Behavioral techniques applied as homework for the couple can include behaving in ways that they have previously determined to be more appropriate. For instance, couples may engage in name-calling during disagreements and have determined that this is an inappropriate way for them to communicate and would like to address this issue. At that time, the therapist may recommend that between sessions the couple modify this behavior through the use of a name-calling jar, in which the offending person places a sum of money into the jar if he or she engages in name-calling. This technique encourages a modification of the predetermined bad behavior by employing a punishment if the behavior occurs. Another example of a behavioral technique is for couples to reward themselves with a positive behavior if they behave in a manner that they deem to be appropriate or to complete an undesirable task if they behave in a way that is deemed inappropriate.

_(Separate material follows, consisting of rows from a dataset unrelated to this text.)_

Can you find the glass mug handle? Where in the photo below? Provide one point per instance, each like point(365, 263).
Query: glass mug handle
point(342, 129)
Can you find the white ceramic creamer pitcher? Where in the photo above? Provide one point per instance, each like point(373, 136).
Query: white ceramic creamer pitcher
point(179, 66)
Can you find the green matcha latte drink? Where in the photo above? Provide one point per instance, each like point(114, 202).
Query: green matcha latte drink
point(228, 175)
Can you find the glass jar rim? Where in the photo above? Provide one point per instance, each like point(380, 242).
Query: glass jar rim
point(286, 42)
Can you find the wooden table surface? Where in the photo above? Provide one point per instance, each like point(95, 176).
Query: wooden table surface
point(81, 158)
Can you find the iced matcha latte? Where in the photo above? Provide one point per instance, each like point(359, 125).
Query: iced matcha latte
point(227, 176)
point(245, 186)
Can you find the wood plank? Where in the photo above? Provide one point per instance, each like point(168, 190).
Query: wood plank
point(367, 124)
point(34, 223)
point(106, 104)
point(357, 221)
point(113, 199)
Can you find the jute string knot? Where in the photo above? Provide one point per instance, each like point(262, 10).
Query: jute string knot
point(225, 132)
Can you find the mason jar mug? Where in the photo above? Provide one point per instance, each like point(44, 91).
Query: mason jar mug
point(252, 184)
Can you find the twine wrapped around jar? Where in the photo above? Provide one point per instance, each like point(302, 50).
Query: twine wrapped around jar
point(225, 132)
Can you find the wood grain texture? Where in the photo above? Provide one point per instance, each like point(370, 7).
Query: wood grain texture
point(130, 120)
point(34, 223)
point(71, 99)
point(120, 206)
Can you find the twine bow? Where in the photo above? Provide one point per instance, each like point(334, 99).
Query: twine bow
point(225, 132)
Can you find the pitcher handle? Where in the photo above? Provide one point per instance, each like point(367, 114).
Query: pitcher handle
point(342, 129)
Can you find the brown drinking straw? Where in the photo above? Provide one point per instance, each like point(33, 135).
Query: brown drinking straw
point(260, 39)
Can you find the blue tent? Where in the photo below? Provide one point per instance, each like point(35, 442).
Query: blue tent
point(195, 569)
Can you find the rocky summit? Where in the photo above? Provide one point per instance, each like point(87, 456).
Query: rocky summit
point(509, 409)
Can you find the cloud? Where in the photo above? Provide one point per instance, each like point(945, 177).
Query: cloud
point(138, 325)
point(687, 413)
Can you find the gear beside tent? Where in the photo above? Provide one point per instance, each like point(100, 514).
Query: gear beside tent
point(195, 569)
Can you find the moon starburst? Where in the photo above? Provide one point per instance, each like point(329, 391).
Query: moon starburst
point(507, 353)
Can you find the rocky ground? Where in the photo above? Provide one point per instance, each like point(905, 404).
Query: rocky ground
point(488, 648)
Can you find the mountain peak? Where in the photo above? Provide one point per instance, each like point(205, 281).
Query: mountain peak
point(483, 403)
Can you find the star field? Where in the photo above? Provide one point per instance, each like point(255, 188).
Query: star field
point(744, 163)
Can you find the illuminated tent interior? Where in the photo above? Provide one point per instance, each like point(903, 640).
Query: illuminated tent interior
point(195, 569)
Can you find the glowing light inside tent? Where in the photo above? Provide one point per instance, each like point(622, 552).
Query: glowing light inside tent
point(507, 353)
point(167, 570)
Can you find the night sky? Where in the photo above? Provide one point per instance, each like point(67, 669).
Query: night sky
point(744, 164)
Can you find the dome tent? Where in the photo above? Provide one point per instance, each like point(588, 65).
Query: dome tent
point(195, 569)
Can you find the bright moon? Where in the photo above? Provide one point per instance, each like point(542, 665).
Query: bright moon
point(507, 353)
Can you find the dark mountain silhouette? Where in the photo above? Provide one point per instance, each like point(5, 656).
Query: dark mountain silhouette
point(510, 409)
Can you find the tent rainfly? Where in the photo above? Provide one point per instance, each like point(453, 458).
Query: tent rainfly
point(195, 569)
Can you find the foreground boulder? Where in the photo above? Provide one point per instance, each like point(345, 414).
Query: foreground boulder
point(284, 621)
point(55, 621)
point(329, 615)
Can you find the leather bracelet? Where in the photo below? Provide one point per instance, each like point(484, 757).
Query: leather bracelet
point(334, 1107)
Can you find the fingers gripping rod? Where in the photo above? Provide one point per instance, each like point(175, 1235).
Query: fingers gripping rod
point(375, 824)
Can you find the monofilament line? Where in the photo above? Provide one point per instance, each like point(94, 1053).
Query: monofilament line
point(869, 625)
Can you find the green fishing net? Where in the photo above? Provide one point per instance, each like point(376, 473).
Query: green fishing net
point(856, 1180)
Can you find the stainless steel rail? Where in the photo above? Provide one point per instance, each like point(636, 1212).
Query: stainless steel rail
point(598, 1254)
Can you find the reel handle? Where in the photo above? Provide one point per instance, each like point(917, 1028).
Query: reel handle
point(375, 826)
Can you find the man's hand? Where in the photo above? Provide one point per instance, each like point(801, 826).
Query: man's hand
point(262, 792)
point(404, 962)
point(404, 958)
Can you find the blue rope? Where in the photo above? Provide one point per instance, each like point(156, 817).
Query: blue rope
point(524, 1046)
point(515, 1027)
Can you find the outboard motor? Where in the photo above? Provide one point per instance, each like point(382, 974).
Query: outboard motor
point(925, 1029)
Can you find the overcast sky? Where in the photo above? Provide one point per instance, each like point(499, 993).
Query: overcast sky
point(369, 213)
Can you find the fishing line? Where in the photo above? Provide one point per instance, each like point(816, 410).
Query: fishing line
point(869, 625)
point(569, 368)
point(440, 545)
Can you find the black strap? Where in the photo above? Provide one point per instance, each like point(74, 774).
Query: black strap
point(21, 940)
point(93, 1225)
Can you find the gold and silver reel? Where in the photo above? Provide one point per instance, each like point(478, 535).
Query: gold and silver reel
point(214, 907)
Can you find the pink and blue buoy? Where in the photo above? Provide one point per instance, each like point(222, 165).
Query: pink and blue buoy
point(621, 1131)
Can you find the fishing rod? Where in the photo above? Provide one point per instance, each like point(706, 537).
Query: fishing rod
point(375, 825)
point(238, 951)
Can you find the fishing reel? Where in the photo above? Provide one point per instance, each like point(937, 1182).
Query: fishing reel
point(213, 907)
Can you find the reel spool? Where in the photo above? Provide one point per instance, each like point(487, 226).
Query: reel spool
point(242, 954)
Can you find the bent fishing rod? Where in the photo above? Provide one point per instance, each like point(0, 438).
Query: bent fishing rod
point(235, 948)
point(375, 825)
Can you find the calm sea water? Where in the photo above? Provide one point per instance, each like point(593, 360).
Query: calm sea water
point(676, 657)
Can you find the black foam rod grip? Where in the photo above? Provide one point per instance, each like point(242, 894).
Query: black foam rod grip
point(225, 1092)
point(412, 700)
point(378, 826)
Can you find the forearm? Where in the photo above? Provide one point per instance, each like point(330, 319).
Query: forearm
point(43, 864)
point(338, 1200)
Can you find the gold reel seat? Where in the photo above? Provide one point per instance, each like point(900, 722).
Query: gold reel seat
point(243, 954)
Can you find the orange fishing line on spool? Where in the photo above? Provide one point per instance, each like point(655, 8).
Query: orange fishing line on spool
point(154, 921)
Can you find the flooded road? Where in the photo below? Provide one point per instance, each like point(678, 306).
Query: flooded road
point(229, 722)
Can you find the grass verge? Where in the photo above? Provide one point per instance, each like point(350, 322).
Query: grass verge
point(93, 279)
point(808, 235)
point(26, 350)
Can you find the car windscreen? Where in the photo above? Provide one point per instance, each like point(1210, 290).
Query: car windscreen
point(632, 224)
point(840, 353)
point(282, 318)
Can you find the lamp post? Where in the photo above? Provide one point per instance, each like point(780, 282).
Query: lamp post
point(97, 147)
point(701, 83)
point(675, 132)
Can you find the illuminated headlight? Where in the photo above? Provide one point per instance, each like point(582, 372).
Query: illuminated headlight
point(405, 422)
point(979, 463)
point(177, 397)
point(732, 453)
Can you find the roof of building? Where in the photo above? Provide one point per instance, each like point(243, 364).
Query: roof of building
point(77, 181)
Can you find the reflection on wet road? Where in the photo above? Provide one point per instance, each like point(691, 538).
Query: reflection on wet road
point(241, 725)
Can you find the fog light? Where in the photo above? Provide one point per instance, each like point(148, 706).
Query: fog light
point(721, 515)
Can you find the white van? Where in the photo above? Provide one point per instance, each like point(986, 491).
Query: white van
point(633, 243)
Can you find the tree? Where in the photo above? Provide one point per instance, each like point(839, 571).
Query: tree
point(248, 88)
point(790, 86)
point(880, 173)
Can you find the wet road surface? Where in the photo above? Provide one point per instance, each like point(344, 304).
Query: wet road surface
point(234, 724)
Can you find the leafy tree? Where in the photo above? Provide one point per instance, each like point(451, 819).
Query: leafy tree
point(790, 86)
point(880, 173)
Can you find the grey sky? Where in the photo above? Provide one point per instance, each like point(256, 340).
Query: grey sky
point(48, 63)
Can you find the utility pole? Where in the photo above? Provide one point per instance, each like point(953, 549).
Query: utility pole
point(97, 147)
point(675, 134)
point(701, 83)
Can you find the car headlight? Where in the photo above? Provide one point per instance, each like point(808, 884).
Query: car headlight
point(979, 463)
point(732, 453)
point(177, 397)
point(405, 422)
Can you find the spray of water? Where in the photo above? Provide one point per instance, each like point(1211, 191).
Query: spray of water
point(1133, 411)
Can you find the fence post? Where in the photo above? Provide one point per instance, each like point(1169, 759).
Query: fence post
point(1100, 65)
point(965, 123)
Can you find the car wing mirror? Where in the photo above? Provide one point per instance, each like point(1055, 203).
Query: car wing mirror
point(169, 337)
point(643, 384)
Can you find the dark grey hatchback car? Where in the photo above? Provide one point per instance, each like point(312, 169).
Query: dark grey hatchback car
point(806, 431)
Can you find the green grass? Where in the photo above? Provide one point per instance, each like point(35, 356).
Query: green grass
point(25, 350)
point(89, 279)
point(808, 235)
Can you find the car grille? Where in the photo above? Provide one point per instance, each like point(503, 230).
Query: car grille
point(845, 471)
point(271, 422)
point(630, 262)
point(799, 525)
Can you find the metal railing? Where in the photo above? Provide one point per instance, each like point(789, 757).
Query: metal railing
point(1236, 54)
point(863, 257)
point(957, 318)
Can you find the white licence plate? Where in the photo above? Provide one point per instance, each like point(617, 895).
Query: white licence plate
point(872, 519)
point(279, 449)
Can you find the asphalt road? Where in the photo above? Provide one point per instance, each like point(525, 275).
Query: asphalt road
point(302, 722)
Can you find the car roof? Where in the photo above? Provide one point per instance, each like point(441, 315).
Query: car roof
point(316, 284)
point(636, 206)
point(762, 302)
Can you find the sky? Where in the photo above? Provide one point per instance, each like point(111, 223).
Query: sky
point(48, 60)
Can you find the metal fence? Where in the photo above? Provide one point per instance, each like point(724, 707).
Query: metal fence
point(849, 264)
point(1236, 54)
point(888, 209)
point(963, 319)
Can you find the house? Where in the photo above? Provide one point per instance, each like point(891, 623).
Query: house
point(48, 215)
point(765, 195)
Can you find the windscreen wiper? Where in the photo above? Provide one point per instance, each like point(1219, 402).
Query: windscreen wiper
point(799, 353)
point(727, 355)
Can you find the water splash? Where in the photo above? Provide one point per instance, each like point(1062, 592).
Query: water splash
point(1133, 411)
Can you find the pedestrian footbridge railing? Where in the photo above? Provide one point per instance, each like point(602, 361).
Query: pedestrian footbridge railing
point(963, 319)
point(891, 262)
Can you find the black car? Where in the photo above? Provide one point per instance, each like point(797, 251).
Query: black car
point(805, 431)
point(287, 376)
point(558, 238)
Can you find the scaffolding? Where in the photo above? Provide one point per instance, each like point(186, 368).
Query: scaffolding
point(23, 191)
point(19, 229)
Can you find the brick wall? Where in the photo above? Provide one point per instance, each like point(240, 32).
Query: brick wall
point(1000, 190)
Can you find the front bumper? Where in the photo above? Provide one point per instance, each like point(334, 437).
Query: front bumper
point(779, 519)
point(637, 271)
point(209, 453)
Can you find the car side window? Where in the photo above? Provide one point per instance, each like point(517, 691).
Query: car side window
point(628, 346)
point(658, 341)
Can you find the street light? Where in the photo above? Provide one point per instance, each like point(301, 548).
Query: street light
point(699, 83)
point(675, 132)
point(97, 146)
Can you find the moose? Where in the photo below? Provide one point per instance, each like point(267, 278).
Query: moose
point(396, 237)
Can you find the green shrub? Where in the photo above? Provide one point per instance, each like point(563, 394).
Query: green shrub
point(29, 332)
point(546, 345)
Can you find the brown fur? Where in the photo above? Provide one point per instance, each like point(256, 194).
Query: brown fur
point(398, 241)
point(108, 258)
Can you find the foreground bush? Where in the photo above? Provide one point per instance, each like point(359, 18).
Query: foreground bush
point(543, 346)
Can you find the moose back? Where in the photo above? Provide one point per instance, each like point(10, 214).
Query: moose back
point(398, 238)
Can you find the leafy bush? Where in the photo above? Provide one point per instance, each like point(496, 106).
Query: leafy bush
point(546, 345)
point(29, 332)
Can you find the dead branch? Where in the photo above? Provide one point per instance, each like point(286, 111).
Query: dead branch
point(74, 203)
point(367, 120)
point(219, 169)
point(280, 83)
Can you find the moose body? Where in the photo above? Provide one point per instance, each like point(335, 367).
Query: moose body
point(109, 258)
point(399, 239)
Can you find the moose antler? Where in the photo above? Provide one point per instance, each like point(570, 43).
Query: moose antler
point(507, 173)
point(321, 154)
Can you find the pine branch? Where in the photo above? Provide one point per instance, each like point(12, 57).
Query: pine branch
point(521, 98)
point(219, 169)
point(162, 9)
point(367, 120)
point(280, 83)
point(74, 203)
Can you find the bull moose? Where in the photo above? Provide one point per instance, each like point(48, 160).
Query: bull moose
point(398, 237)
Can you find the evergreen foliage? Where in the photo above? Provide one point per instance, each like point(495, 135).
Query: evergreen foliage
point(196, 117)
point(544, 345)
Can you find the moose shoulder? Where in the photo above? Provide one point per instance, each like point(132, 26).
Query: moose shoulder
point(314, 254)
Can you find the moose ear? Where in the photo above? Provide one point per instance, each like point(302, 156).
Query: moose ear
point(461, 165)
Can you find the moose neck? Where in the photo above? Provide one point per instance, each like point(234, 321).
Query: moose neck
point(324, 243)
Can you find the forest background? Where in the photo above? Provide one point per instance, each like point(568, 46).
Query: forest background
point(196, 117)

Relaxation training is another important behavioral intervention to use with couples experiencing problems with anger. As Kassinove and Tafrate (2002) noted, there has been a significant amount of research confirming that relaxation training should be a part of an anger management program. Relaxation techniques help couples stay calm when something provokes them. Likewise, encouraging clients to exercise regularly as a way to release tension and stress that may result in anger is helpful.

Conclusion

RE and CBT couple’s therapy is a combination of individual work within the context of the couple. The goal is to assist the couple to individually and jointly understand their dysfunctional emotional responses and their associated distorted cognitions/irrational beliefs that affect their interpersonal functioning. Disputing the irrational beliefs and distorted cognitions associated with anger may be direct or indirect. In the direct method, the individual with the irrational belief is engaged directly, using either a Socratic or a didactic approach. In indirect disputation, the other partner is involved in disputing the distorted cognitions. The advantage of this latter form of disputation is that it tends to hold more meaning for the couple, which may deepen the conviction in the new, rational belief. Particularly useful strategies in counseling couples with dysfunctional anger include disputations related to unconditional acceptance of self, others, and world, the concept of emotional responsibility, and addressing low-frustration tolerance. Setting treatment goals for each individual and for the couple together is also a very useful tool in keeping couples engaged in treatment. Progress is maintained between sessions via various homework techniques agreed upon by the couple. Working with couples with dysfunctional anger can be very challenging, and it is critical to continually assess safety issues that could occur if anger escalates and results in aggression. In addition, therapists must be aware of their own tendencies to become frustrated or angry when working with angry clients, particularly when they don’t respond to therapy as the clinician thinks they should. Consequently, working with couples who present with anger also involves monitoring one’s own emotions.